In the end, though, you should already be reading this book. Halfway through the review, you should have gone out and bought it. It's a twisted, brutal work with a main character that needs therapy more than he needs to solve a mystery, but I loved every second of it. That this book was optioned for a film and then discarded for some stupid far-future flop** just shows how much it needs people to remember that it exists. Michael Marshall Smith is an amazing author, and this, which was his US debut, is a powerhouse of a book that'd make connoisseurs of the most brutal of its genre stop in their tracks with the sheer gut-wrenching fury.

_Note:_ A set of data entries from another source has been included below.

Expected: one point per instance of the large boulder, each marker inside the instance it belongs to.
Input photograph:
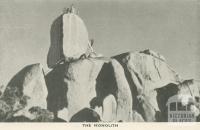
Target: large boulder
(25, 90)
(123, 95)
(109, 109)
(80, 80)
(146, 71)
(69, 39)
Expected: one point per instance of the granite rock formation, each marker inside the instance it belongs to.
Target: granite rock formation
(85, 86)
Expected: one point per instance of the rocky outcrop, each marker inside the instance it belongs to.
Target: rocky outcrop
(124, 97)
(84, 86)
(69, 39)
(80, 79)
(25, 90)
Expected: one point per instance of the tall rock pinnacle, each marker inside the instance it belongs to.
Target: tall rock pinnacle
(69, 38)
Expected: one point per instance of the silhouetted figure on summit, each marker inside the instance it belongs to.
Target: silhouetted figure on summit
(70, 10)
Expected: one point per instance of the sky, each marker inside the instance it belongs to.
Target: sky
(170, 27)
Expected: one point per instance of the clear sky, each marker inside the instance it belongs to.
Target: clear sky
(170, 27)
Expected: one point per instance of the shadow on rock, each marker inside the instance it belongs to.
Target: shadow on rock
(57, 91)
(163, 94)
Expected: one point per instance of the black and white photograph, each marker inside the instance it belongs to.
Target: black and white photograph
(99, 61)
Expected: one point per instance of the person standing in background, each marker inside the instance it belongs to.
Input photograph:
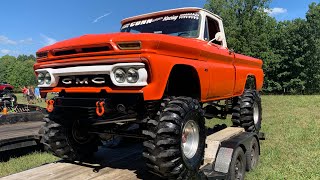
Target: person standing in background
(37, 94)
(25, 91)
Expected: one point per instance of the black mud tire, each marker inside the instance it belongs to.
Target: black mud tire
(252, 155)
(163, 149)
(238, 165)
(59, 141)
(247, 111)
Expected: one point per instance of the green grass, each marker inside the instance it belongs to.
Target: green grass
(291, 149)
(18, 164)
(23, 100)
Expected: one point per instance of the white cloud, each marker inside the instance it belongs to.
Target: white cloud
(5, 51)
(48, 40)
(275, 11)
(6, 40)
(26, 41)
(97, 19)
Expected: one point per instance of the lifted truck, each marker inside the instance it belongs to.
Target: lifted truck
(165, 72)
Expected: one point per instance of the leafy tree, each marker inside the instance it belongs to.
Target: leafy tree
(17, 71)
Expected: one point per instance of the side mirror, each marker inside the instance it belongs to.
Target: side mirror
(218, 37)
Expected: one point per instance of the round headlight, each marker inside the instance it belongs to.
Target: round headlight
(132, 75)
(120, 75)
(40, 78)
(47, 78)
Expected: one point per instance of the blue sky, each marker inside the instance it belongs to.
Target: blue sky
(26, 26)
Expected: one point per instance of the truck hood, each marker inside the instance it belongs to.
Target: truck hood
(155, 43)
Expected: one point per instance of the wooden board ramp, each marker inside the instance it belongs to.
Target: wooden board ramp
(120, 163)
(19, 135)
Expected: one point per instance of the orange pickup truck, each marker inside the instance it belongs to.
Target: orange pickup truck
(164, 72)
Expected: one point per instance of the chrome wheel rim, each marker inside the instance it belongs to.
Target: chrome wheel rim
(190, 139)
(255, 113)
(238, 169)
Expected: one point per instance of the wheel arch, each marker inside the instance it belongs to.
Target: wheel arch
(183, 81)
(251, 82)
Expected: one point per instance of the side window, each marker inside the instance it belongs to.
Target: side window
(206, 32)
(212, 29)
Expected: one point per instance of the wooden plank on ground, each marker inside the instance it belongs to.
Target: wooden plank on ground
(115, 164)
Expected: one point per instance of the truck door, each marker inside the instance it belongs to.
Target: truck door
(220, 63)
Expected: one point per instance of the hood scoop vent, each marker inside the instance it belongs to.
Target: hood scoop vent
(81, 50)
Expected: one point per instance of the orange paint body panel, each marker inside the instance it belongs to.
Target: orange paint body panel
(221, 74)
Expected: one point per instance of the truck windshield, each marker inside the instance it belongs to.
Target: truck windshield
(185, 25)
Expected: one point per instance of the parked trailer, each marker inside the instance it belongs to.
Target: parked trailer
(226, 150)
(20, 127)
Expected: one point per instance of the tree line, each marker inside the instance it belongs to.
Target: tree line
(290, 50)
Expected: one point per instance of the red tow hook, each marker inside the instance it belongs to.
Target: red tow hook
(100, 108)
(50, 105)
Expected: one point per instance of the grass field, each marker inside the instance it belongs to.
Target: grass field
(291, 150)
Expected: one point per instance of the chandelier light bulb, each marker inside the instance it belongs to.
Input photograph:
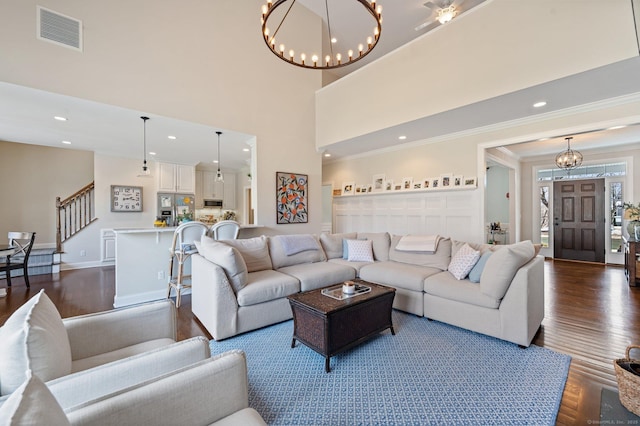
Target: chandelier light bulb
(333, 60)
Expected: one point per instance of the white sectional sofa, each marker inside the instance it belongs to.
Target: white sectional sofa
(242, 285)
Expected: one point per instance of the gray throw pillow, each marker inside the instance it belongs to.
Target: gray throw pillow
(502, 266)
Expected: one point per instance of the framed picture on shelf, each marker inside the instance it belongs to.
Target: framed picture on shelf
(378, 183)
(348, 188)
(446, 180)
(291, 197)
(407, 183)
(470, 182)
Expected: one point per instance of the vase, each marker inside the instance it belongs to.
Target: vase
(633, 228)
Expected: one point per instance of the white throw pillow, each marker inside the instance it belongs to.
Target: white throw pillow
(463, 261)
(229, 259)
(32, 404)
(33, 338)
(360, 250)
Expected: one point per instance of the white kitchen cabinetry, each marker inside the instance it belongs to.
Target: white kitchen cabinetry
(229, 200)
(176, 178)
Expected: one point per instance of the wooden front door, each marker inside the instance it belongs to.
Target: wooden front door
(578, 213)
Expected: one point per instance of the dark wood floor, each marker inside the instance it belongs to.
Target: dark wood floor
(590, 313)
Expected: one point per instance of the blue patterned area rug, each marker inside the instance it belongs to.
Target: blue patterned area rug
(428, 373)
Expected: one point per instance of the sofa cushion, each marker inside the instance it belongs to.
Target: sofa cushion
(254, 251)
(418, 243)
(440, 259)
(318, 275)
(449, 287)
(33, 338)
(476, 271)
(380, 242)
(399, 275)
(332, 244)
(463, 261)
(360, 250)
(32, 404)
(228, 258)
(502, 266)
(267, 285)
(279, 258)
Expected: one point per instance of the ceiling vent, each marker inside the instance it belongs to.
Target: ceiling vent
(59, 29)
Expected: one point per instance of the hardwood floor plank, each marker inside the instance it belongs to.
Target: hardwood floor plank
(591, 314)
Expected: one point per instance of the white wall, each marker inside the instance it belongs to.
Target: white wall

I leave you with one last quote, relevant to the material and that I've been waiting to use for years now:
A man can run and run for year after year until he realizes that what he's running from is hisself. A man's got to do what a man's got to do, and there ain't no sense in runnin'. Now you gotta turn, and you gotta fight, and you gotta hold your head up high.
- John Cleese as "The Southerner", Monty Python's Flying Circus
- One of Us by Michael Marshall Smith
- The Riptide Ultra-Glide by Tim Dorsey
- Insane City by Dave Barry
- Child of Fortune by Norman Spinrad
*Isn't that right, George RR Martin?
**It's highly speculated that they dropped a film adaptation for this and mutated it into The Island, the fuckers.